Reconnaître et réparer

Par le Père Miguel Desjardins,
directeur du Service national pour l’unité des chrétiens
à la Conférence des évêques de France

Pourquoi avoir retenu deux thématiques pour un même numéro ? Nous aurions pu aborder uniquement l’antisémitisme, ou seulement les racines juives du christianisme… Pourtant, nous avons voulu montrer à quel point ces sujets sont intimement liés. N’est-ce pas en reconnaissant les racines communes au judaïsme et au christianisme que nos Églises surmonteront l’antisémitisme qui peut perdurer dans nos communautés chrétiennes, et plus largement dans la société ?

Mieux connaître les racines juives du christianisme, c’est à la fois revisiter un par­cours historique, relire l’interprétation de la donnée biblique à la lumière de la tradition juive et mieux connaître le judaïsme d’au­jourd’hui. Nos origines communes ne sont pas des racines mortes, mais bien vivantes, qui peuvent contribuer à façonner positive­ment, au présent, les expressions de la foi chrétienne.

Nos Églises se positionnent clairement en faveur de l’approfondissement de la connais­sance de notre héritage commun (pp. 4, 16, 22). Elles ont multiplié les démarches et demandes de pardon pour les silences et les violences du passé, et ont déclaré leur inten­tion de combattre le fléau de l’antisémitisme là où il pourrait apparaître.

Malgré l’évidence du judaïsme de Jésus, de ses proches et de ses premiers disciples, la lutte contre l’antisémitisme reste hélas un défi pour nos Églises (p. 12). La théologie de la « substitution », les controverses sur les Écritures, et une tolérance ambiguë ont pu constituer le socle d’un antijudaïsme qui pèse encore (p. 18).

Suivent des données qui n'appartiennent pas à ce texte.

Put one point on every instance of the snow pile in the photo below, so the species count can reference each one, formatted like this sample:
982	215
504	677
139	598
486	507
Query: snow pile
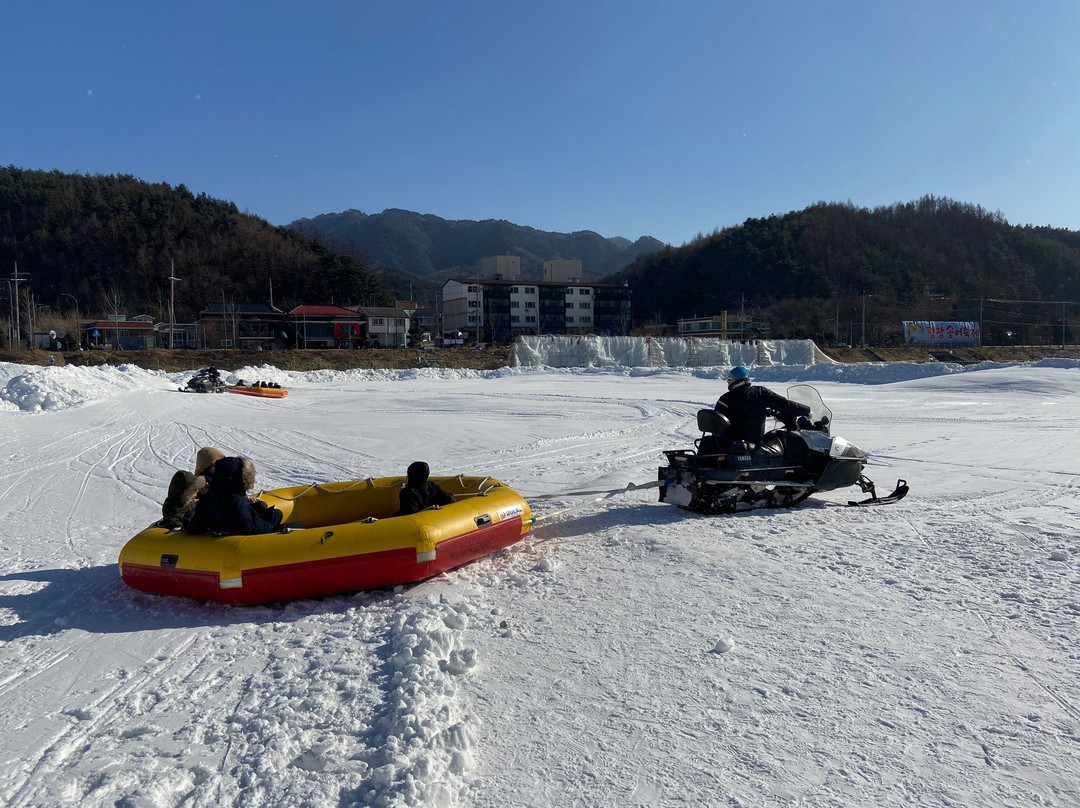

Pourtant, « Les dons et l’appel de Dieu sont irrévocables » (Rm 11,29) (p. 14). C’est une nécessité pour les chrétiens de se référer au judaïsme pour comprendre leur propre identité. On ne peut rejeter la racine qui nous porte (cf. Rm 11,18).

Approfondir le dialogue entre juifs et chrétiens, grandir en fraternité, cela n’est pas que l’affaire de spécialistes. Le parcours Emouna en témoigne (p. 20). Une meilleure connaissance de l’autre vient secouer les pré­jugés et ouvrir l’horizon d’un avenir apaisé.

La vie de Michel Remaud (1940-2021) témoigne de la profonde conviction que la connaissance du judaïsme est incontour­nable pour éclairer la foi chrétienne, notam­ment par le biais de l’interprétation juive des Écritures (p. 24). Cette intuition est même devenue une véritable méthode de travail dans la nouvelle traduction en cours de la TOB (p. 25). S’abreuver à la source de la tradition orale juive est porté aussi par Sr Dominique de La Maisonneuve qui, dans le « Rendez-vous » de ce numéro, met en évi­dence ses raisons d’« aimer ce peuple-trésor parmi tous les peuples » (p. 28).

Dans la rubrique « Vu de chez vous », le rabbin Michaël Azoulay nous introduit à la signification profonde du repos hebdo­madaire. Il souligne la dimension active et passive de ce jour de repos qui met entre parenthèses des gestes réflexes de la semaine en particulier ceux liés aux technologies qui occupent une place grandissante dans notre quotidien.

Pour changer durablement les pratiques, il faut d’abord changer les mentalités. Que ce numéro soit l’occasion de mieux connaître et faire connaître le judaïsme, matrice de la compréhension de la foi chré­tienne, son approche biblique et son expres­sion liturgique.